Espanha e Alemanha continuam sendo candidatas, mas o Brasil também mostrou uma grande força e jogará em casa. Pela ordem, diria que os favoritos são Brasil, Alemanha e Espanha. Desse jeito.
Sabia que o Miroslav Klose está a um gol de empatar seu recorde como artilheiro histórico do torneio?
Sim, muita gente me fala desse assunto. Acho que, no futebol, os recordes existem para ser quebrados. Essa possibilidade não me preocupa, algum dia alguém o superará. Minha história foi feita com muitos gols e isso ele não pode apagar. Minha história e meus 15 gols não podem ser apagados. Se ele marcar mais gols, vou dar meus parabéns a ele e admirá-lo. Mas os meus, minha história, ele não pode tirar de mim.
Se isso acontecesse, seria uma revanche para os alemães, já que você quebrou o recorde de Gerd Müller no país dele…

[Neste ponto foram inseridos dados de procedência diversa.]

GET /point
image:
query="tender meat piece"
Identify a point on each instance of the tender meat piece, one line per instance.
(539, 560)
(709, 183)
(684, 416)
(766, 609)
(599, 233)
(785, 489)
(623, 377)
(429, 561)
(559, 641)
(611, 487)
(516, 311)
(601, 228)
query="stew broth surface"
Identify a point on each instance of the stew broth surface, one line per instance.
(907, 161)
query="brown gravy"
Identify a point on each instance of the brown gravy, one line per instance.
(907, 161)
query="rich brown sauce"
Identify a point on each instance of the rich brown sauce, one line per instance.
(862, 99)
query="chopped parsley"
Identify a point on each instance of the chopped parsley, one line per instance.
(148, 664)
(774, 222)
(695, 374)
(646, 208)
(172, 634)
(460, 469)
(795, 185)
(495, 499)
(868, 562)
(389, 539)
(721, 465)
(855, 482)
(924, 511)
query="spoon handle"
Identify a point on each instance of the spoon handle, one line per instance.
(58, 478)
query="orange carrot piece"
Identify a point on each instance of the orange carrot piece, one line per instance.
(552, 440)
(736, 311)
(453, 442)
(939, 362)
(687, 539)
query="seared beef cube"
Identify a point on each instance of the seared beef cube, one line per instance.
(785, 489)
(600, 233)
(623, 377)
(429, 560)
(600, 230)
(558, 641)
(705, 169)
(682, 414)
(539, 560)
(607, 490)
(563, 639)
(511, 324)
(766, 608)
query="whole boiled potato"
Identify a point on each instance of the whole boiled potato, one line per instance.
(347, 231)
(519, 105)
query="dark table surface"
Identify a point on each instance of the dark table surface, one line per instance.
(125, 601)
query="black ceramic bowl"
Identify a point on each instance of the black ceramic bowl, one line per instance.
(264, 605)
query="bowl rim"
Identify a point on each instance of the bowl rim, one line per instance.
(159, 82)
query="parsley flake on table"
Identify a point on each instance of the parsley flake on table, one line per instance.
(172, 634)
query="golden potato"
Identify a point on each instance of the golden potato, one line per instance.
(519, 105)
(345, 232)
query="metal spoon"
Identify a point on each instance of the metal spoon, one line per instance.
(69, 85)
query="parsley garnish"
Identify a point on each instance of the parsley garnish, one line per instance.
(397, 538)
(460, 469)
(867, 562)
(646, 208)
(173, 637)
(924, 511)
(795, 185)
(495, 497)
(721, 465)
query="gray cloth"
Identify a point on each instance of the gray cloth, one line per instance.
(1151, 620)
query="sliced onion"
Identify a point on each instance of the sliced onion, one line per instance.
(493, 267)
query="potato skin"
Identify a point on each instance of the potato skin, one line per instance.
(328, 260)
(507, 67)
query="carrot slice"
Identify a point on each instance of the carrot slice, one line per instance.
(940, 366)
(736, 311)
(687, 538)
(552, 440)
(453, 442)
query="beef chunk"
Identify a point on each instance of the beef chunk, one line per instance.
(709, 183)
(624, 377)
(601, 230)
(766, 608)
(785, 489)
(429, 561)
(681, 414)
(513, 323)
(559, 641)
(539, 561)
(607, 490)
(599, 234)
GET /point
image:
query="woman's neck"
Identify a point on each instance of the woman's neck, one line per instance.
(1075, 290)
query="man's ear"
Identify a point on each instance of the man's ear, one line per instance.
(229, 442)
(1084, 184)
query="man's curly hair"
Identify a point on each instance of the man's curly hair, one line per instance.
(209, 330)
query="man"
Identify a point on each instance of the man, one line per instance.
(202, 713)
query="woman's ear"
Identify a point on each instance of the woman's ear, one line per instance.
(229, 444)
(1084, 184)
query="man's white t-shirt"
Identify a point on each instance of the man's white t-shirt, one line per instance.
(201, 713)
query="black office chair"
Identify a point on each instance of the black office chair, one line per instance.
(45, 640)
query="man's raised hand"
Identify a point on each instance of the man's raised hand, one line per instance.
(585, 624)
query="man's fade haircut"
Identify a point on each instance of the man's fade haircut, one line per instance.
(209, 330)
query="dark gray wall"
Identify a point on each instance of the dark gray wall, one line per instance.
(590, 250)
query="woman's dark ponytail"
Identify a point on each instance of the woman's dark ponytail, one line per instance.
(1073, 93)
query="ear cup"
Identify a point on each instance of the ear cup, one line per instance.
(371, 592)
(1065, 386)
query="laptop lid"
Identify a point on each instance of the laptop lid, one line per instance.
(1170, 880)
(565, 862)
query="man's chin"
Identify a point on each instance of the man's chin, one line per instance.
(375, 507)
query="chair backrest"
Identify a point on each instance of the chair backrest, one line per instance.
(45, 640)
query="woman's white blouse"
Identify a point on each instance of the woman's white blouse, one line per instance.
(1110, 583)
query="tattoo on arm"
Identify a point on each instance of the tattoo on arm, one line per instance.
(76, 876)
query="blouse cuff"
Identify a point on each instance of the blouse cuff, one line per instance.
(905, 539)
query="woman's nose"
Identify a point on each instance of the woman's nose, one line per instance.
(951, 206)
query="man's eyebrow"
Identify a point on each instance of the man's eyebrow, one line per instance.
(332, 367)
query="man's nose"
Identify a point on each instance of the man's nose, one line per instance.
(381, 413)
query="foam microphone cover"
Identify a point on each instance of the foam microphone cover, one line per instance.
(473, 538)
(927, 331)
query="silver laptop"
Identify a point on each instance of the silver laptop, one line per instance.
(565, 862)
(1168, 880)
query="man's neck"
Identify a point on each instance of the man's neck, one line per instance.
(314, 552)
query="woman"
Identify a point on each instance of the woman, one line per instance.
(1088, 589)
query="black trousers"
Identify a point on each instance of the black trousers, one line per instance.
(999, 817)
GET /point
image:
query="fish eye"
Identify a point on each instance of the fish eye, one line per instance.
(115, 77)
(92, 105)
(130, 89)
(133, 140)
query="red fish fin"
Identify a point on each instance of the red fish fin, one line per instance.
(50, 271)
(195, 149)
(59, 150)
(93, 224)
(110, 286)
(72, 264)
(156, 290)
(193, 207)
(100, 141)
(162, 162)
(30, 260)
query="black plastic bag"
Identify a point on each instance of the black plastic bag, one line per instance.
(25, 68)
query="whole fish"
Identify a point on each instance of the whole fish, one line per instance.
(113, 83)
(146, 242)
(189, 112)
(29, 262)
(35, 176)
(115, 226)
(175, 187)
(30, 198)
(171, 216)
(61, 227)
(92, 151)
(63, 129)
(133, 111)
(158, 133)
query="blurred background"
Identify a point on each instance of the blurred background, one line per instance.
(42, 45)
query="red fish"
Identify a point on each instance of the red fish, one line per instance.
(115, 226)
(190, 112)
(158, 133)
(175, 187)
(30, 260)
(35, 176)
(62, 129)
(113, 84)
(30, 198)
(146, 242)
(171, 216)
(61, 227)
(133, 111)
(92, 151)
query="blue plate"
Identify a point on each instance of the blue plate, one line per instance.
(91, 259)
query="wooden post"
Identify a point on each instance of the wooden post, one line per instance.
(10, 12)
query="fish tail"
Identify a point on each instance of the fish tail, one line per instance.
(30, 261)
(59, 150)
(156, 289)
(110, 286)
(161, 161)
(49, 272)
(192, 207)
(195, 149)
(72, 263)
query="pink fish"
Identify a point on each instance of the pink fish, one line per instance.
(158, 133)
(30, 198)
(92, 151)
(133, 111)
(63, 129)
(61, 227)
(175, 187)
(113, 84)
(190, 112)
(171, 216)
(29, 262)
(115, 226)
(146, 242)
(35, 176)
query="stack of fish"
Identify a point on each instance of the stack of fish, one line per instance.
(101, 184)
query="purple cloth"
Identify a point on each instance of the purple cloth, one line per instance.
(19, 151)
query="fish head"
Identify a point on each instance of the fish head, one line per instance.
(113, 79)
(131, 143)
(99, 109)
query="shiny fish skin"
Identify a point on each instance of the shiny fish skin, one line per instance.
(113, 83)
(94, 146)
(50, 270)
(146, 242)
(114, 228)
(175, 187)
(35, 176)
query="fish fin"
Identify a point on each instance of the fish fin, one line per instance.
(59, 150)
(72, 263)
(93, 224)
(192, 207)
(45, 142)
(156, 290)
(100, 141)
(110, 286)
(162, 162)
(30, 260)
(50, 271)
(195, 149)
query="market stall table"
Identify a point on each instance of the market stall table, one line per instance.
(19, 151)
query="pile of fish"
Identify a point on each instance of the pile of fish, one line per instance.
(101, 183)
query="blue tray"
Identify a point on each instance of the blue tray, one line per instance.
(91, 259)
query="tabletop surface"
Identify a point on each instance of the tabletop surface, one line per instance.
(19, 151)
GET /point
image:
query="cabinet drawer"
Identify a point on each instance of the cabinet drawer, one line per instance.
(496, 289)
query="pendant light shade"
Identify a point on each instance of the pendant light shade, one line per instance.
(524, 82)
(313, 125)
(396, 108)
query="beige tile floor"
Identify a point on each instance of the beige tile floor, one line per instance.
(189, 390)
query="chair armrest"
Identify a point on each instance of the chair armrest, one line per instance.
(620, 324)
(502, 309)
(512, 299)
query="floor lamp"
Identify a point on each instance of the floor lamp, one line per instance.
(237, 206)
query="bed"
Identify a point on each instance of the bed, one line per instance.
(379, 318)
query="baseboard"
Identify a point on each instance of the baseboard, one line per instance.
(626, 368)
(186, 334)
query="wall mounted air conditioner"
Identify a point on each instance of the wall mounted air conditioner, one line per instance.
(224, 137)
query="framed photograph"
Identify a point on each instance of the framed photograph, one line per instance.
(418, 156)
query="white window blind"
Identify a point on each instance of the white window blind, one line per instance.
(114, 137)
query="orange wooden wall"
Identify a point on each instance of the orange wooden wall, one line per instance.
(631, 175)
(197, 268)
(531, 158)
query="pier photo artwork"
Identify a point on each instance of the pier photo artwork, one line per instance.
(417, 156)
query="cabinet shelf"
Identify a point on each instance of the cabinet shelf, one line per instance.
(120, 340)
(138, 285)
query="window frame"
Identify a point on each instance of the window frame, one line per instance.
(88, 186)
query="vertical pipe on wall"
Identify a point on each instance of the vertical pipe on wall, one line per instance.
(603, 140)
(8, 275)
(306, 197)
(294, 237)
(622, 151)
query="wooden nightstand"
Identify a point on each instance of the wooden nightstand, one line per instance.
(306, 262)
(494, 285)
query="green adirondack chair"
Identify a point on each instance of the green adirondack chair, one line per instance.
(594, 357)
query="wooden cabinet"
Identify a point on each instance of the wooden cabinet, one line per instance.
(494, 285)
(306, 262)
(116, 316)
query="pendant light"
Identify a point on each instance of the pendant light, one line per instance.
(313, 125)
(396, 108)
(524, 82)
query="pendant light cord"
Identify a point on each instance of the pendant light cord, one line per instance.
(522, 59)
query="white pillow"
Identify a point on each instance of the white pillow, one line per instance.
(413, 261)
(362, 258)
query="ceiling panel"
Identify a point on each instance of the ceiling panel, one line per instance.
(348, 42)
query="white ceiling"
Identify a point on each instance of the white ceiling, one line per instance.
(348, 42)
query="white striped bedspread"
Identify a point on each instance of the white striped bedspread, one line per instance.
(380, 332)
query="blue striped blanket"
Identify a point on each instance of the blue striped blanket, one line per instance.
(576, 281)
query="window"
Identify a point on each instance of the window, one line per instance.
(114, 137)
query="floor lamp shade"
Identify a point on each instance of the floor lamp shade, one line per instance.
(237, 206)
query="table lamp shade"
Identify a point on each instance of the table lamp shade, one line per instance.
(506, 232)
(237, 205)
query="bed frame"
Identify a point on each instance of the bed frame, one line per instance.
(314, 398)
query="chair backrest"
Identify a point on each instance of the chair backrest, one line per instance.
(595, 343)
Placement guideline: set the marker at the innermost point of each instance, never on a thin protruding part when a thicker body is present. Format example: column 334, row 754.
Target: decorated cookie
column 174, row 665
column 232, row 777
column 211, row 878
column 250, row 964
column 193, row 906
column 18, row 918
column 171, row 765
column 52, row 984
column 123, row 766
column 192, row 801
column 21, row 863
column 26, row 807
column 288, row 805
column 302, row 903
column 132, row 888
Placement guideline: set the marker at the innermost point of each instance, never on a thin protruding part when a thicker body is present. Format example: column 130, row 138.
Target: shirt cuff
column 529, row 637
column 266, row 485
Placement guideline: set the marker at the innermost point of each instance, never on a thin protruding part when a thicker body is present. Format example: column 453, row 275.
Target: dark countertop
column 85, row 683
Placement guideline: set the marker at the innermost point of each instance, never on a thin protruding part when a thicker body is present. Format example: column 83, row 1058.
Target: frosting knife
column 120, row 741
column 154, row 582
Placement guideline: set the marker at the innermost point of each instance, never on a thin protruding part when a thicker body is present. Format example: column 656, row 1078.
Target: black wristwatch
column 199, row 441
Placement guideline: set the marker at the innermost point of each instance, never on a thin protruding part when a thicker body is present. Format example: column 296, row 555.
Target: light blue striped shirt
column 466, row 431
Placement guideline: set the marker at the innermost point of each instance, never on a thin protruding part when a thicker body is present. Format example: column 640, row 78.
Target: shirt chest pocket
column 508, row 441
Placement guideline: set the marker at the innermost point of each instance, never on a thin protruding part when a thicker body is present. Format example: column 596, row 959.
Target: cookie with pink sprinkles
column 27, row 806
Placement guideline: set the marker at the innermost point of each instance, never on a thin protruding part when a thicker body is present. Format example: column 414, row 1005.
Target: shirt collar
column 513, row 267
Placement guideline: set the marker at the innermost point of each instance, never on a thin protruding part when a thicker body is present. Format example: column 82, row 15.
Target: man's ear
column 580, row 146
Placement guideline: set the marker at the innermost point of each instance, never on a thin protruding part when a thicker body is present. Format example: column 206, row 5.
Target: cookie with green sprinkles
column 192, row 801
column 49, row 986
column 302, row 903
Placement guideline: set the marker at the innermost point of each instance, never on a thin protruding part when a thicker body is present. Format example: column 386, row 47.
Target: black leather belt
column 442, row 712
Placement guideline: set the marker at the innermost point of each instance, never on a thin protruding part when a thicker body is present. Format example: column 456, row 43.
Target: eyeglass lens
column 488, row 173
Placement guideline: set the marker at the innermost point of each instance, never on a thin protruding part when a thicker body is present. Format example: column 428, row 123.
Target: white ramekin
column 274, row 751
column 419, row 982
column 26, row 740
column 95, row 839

Pode ser, poderia voltar para a Alemanha. Mas é um recorde que dá uma satisfação pessoal, não diz respeito a uma conquista coletiva. Ajuda a equipe, é verdade, mas acho que é mais importante a conquista em conjunto.
Para nos despedir, pensando em tudo que aconteceu nestes 20 anos, o que você diria hoje ao Ronaldo de 1993 se pudesse lhe dar um conselho?
Que ele tivesse paciência, ambição e muita disciplina. Minha cabeça não mudou tanto apesar do tempo que passou. Faria tudo exatamente como fiz.